Changing tenant demands as well as an influx of short-term lets is shaping the buy-to-let market in the wake of COVID-19. Will the experience of lockdown mean long-term shifts in the sector?
As we reported earlier this week, the short-term holiday lets market is seeing a major boom right now. While this is good news for that sector, there may be a knock-on effect for long-term rentals, putting pressure on rents until more stock becomes available.
This is one of the predictions from the latest Savills research looking at prime residential rents for Q2 2020. According to Savills, there was a 2% decline in prime London rents between April and June 2020. This is a 0.3% annual fall, with the biggest dips in the north and east of the city.
In contrast, prime rents in west London increased by 0.7%, while in south-west London they only fell by 0.6%. Unsurprisingly, houses are performing much better than flats. More tenants than ever are prioritising both indoor and outdoor space after being in lockdown through COVID-19, so any property offering more space is in extremely high demand.
What about outside the capital?
In the prime markets in the commuter belt around the capital, rents increased by 0.8% in the three months to June. This is a 0.9% annual increase in these areas, showing the trend towards rental demand spreading further from the city.
The Savills report states that 93% of its agents reported an increase in London applicants in commuter locations. Around 50% of agents had also seen “multiple bids” on properties in the commuter belt. Furthermore, as people’s need to actually commute to work has decreased, so has demand for prime property in these locations. People are now more likely to favour more remote or far-flung areas where they can work from home.
Competition among landlords offering more space
Space has always come at a premium in city locations, particularly in London. However, while most tenants would once have accepted less space in exchange for the ideal central location or other amenities, the Savills report notes a definite shift in this aspect.
More than three quarter (79%) of agents report that there’s more demand than ever for workspace in the home. To complement this, top-speed broadband is now even higher up the priority list for tenants. Properties with more bedrooms – which can be used as an office – are therefore seeing more enquiries, particularly in the outer commuter belt.
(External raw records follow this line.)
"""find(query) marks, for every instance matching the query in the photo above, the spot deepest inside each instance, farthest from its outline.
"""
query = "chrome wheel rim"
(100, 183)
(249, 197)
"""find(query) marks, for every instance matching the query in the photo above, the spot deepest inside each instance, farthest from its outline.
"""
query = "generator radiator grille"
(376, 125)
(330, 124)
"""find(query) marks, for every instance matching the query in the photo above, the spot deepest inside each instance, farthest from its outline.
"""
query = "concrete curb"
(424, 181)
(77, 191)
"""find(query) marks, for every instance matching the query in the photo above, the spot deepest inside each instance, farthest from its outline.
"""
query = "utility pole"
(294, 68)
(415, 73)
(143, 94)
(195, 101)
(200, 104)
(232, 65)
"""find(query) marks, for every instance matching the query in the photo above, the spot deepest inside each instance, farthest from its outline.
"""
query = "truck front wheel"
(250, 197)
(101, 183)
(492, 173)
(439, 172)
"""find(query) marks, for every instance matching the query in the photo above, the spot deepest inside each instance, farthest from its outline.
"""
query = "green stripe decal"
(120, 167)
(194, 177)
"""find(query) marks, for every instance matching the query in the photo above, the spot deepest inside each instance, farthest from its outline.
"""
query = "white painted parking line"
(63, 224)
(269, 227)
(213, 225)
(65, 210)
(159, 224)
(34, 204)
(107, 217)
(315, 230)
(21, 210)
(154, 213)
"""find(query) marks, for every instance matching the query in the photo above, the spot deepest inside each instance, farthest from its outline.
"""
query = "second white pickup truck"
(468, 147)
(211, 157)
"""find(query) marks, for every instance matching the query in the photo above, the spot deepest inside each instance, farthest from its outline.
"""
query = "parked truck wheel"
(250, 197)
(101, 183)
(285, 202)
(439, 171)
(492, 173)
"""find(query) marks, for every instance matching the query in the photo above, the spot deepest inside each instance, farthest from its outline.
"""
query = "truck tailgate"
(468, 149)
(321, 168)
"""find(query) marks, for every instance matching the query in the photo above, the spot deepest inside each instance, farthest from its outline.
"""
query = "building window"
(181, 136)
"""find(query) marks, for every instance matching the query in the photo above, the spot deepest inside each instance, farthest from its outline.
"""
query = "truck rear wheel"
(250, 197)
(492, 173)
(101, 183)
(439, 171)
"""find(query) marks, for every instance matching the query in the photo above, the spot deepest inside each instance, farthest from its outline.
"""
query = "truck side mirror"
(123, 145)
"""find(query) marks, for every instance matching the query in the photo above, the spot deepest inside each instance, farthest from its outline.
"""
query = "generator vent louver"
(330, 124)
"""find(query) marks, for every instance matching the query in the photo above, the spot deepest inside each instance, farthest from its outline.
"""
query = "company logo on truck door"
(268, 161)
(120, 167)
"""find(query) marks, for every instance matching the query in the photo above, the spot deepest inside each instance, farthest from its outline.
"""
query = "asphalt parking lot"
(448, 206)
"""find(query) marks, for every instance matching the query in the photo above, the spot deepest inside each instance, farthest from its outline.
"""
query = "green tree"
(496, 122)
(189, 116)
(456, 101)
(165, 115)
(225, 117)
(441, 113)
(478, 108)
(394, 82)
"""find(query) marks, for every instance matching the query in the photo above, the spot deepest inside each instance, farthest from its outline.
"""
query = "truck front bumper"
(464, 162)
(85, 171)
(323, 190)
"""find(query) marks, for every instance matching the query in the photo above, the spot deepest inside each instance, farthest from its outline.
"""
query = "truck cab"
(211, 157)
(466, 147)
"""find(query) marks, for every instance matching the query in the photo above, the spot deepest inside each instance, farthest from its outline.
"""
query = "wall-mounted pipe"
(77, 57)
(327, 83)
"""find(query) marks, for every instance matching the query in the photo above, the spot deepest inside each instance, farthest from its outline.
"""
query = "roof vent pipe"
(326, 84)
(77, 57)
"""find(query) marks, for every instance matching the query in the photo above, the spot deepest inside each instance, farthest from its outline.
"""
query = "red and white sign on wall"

A vast majority of letting agents (96%) are also getting more enquiries for properties with outside space. Homes with private gardens in central London are hard to come by, so landlords offering such homes are seeing huge demand. The same goes for rental homes near public parks, which were closed during the height of the COVID-19 pandemic.
How things could change
The report concludes that the future of the UK economy will be the driver for how the sector evolves. Tourism is sparking a spike in short-term let properties, while students may also begin to return in higher numbers.
It points out that COVID-19 is likely to have a “v-shaped impact on the UK economy”. This means a short, sharp fall in GDP met with strong growth over 2021.
“There is likely to be a similar reaction in the prime rental market in London, with short-term pressure on pricing but more capacity for growth over the longer term as stock levels steady.”
“For rental markets in the commuter belt, the current strength of demand for family housing should underpin more steady growth over the next few years.”